Here’s something that’s true; I can be a bit of a movie snob. I tend to go to movies that I expect to be good. Oscar-nominated films, films acclaimed at a film festival, and so on. Every once in a while – a GREAT while, given the more limited opportunities – I’ll go to see more popular fare.

Carol’s and my first night in Saratoga last week, we went to the Wilton Mall. I’d never been to the Wilton Mall before; it was mallish. Mallesque? One of the presents we got from one of my brothers-in-law for Christmas was a packet of tickets to any Regal Theater. This turned out to be our first opportunity to use them.

We had gotten there about 20 minutes before the film was scheduled to start, and bought popcorn. This was far inferior to the great popcorn I’m used to from the Spectrum Theatre in Albany. We were “entertained” by a package of “behind the scenes” pieces – one was for “Angels and Demons” the sequel to The da Vinci Code and again starring Tom Hanks. The segment was peppered with commercials: food commercials, car commercials, commercials for the U.S. Army.

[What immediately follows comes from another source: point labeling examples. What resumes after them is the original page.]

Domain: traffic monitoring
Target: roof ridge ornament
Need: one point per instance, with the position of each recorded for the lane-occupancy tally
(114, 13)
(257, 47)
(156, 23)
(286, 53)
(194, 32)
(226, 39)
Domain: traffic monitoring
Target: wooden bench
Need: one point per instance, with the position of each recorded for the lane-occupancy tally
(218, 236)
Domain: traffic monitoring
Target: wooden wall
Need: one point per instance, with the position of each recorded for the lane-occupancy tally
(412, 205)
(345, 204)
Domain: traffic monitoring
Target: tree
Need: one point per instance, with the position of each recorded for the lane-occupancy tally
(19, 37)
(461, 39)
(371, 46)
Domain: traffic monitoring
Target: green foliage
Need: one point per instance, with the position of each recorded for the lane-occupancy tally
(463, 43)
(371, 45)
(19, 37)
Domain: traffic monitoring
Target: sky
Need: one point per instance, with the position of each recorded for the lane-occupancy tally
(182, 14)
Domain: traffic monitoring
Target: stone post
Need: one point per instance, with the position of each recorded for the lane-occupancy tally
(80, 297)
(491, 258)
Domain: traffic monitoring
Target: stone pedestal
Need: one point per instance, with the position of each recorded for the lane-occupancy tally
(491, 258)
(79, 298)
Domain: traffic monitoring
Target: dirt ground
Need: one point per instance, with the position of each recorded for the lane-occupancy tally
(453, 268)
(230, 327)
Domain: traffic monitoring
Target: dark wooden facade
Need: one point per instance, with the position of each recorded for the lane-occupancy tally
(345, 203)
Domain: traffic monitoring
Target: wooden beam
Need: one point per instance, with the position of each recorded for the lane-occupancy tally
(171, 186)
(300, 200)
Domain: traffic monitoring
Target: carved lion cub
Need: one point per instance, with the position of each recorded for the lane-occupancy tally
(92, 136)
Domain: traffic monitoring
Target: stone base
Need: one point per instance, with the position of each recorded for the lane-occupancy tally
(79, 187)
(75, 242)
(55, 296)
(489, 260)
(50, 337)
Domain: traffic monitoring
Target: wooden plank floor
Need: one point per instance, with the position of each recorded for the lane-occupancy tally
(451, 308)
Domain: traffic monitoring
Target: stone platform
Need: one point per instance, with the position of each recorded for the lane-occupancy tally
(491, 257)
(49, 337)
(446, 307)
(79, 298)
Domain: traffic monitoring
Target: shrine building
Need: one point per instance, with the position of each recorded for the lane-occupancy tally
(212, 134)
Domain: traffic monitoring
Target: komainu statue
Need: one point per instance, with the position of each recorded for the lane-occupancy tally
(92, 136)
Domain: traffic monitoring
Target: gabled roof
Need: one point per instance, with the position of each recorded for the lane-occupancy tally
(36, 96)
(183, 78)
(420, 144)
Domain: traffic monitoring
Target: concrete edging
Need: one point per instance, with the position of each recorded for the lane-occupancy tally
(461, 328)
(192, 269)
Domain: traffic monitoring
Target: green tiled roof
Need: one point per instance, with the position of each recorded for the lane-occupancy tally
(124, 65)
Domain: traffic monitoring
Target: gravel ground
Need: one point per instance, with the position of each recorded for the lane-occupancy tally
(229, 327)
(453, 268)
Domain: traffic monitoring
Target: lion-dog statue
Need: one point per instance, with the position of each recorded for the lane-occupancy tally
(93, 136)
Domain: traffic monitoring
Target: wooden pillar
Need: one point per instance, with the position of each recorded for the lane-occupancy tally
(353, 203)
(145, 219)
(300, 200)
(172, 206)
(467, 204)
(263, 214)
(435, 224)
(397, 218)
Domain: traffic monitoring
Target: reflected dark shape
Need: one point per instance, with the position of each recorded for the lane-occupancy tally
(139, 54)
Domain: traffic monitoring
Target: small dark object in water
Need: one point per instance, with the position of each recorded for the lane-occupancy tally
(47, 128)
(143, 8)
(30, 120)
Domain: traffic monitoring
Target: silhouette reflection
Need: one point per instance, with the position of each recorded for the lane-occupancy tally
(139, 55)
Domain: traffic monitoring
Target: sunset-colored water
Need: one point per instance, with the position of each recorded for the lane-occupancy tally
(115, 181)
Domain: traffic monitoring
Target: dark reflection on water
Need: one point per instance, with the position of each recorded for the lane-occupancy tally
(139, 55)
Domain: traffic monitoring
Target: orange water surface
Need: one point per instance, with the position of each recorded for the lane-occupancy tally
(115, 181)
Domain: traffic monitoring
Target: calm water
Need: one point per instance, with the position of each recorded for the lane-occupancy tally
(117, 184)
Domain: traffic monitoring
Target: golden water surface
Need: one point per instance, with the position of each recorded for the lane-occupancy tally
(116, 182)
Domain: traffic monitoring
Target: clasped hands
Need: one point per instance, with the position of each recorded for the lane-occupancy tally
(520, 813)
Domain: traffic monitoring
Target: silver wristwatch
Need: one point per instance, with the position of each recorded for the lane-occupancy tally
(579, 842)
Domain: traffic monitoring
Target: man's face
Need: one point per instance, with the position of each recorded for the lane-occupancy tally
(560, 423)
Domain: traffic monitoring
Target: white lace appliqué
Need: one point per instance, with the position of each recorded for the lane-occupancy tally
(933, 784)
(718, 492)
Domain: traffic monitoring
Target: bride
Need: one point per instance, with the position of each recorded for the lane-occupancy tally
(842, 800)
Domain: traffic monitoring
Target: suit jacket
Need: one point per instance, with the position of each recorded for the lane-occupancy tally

Then it was the appointed moment. Time for…previews, the standard fare.

O.K., FINALLY, the actual movie. We’d heard some decent comments about the new evidently raunchy comedy I Love You, Man. It stars Paul Rudd, who we liked from The 40-Year-Old Virgin and Knocked Up, as a man named Peter, a real estate guy who early on becomes engaged to his girlfriend Zooey (Rashida Jones from Parks and Recreation, and The Office). The problem is that he doesn’t have any male friends, a real issue for Zooey’s friends.

Paul gets advice from his gay brother (Andy Samburg from Saturday Night Live) on how to meet straight men. But it is on his own that he meets Sydney (Jason Segel), a usually honest fellow – sometimes too much so, and they hit it off over a shared passion.

A movie like I Love You, Man can either work or not, depending on the writing and acting. I’m disinclined to over analyze it, except that it was less coarse than the last two Rudd movies I saw.

The verdict: while it has its flaws, including supporting characters that arrive but seem to get lost along the way and a joke or two that go on too long, I laughed, quite a bit actually. Ultimately, that’s all I really want in a comedy. My favorite joke, not a big ha-ha, but a knowing one took about an hour to set up. It’s a rather simple premise, but it worked for my wife and me, mostly because of the performances of Rudd and Segel.
Not used in the movie, thank goodness, was the term bromance, though the commentator here used it to describe this movie. I happen to dislike the term intensely, though I can’t explain exactly why. Maybe because it seems want to have it both ways: a teasing, somewhat homophobic way to show show how non-homophobic straight guys can be.